Aquí llegamos al punto crucial: si se afirma que «la mano invisible» opera dentro de los principios de la naturaleza, ¿entendía Smith por «naturaleza» un conjunto de causas pura y simplemente inmanentes al mundo material y social? No exactamente, pues estas funcionan como las partes de un reloj, «a las que no adscribimos deseos o intenciones, sino al relojero»:
Cuando por principios naturales nos vemos llevados a avanzar hacia tales fines, que una razón refinada e ilustrada nos recomendaría, estamos muy legitimados en imputar a esa razón, respecto a su causa eficiente, los sentimientos y acciones por medio de los cuales promovemos esos fines, e imaginar aquella como la sabiduría del hombre, cuando en realidad es la sabiduría de Dios [83].

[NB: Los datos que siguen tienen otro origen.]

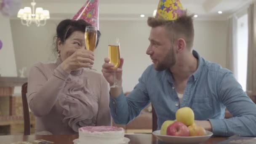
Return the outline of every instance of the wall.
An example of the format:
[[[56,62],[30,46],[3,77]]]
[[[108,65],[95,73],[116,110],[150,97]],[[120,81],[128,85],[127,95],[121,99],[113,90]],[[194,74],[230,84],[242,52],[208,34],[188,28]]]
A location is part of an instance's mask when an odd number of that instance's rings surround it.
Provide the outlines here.
[[[2,77],[16,77],[17,69],[10,20],[0,14],[0,74]]]
[[[59,21],[50,20],[44,27],[27,27],[22,26],[19,20],[11,21],[18,69],[27,67],[28,70],[35,63],[49,62],[54,59],[51,51],[52,38]],[[197,21],[195,23],[195,49],[205,59],[224,67],[226,66],[227,27],[226,21]],[[104,58],[108,56],[108,38],[119,37],[121,56],[125,59],[124,91],[132,90],[143,72],[152,64],[145,53],[150,30],[147,21],[101,21],[100,30],[102,37],[95,51],[93,68],[101,71]]]

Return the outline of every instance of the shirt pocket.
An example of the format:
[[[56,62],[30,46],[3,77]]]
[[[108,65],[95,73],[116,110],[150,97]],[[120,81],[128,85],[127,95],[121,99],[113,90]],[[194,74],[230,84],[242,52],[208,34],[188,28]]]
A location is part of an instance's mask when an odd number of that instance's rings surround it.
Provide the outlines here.
[[[193,98],[191,108],[195,114],[195,120],[207,120],[213,115],[212,100],[207,96]]]

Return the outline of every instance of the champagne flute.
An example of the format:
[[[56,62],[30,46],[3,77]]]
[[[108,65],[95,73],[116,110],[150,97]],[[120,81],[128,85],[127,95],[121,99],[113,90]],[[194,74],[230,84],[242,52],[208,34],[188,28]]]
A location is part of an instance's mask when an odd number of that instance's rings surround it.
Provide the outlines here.
[[[87,50],[93,52],[97,43],[97,28],[95,27],[87,26],[85,27],[85,48]],[[89,69],[85,68],[85,69]]]
[[[116,70],[120,64],[120,44],[118,38],[109,40],[109,63],[113,64],[114,69],[114,84],[110,88],[118,88],[116,77]]]

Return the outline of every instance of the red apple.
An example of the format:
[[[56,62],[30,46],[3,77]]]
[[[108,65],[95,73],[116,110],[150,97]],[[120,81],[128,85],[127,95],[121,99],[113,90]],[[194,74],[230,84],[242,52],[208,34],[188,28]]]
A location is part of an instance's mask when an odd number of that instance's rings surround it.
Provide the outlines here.
[[[182,123],[176,121],[169,125],[166,130],[168,136],[189,136],[189,133],[188,127]]]

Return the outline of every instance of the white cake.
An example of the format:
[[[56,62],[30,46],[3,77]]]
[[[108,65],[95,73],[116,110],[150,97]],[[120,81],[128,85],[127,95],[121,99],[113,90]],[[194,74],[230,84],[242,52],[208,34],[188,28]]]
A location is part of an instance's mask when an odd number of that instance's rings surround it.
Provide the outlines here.
[[[87,126],[80,128],[79,144],[119,144],[124,142],[123,128],[109,126]]]

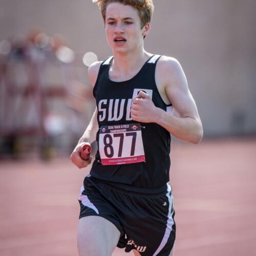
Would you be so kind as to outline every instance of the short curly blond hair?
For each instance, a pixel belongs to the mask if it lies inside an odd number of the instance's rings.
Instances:
[[[97,3],[101,12],[105,23],[106,10],[108,5],[111,3],[120,3],[124,5],[131,5],[139,11],[141,28],[147,23],[150,22],[154,12],[153,0],[92,0],[93,3]]]

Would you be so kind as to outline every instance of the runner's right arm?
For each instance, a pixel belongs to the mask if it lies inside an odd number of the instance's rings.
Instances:
[[[94,86],[97,80],[98,73],[99,73],[99,68],[101,63],[101,61],[94,62],[88,69],[89,79],[93,86]],[[81,158],[80,153],[83,145],[85,144],[90,145],[95,140],[97,132],[99,130],[97,121],[97,113],[98,111],[96,108],[93,113],[89,124],[70,156],[70,159],[72,162],[79,168],[87,166],[92,162],[92,157],[90,157],[88,160],[84,160]]]

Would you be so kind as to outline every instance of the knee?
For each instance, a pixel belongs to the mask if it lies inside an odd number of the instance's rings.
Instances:
[[[79,256],[111,256],[112,252],[106,241],[95,239],[90,236],[77,236],[77,249]]]

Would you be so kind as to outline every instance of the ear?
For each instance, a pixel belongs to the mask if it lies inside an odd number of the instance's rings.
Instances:
[[[147,22],[146,23],[146,25],[144,26],[144,27],[142,28],[142,35],[143,36],[145,36],[148,32],[150,32],[150,23],[149,22]]]

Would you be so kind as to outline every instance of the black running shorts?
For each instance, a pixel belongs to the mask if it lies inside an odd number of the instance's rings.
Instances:
[[[128,190],[129,189],[129,190]],[[117,244],[143,256],[168,256],[175,240],[175,211],[170,186],[120,189],[87,176],[78,197],[79,219],[100,216],[121,233]]]

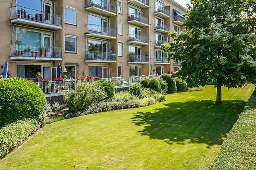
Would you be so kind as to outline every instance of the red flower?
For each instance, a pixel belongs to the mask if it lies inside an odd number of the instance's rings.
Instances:
[[[61,77],[55,77],[54,78],[54,81],[64,81],[65,79]]]
[[[42,78],[41,79],[41,82],[49,82],[49,80],[48,79]]]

Si como citábamos antes, el «autor de la Naturaleza» busca la «felicidad de la humanidad», y esta depende de la «prosperidad material», el crecimiento y riqueza de la que Adam Smith es testigo en su época (y en su clase) es la prueba de que esa «mano de Júpiter» acompaña a aquellas sociedades en las que el interés propio rige la actividad social, y no es frenado por grupos espurios. Hay un «orden espontáneo», un «vasto equilibro generado y mantenido por leyes naturales de origen divino» que se reflejan en disposiciones inscritas en los hombres: la simpatía modera el vicio y las interacciones humanas y genera una justicia espontánea; el egoísmo y la avaricia producen una abundancia universal; el instinto de intercambio comercial produce la división del trabajo y la abundancia que esta genera; las desigualdades de riqueza son benéficas a largo plazo; la preferencia natural por los productos nacionales benefician al propio país, etcétera. Por tanto, la única tarea de los individuos es seguir sus impulsos inmediatos y desistir de alterar el orden divino espontáneo [84].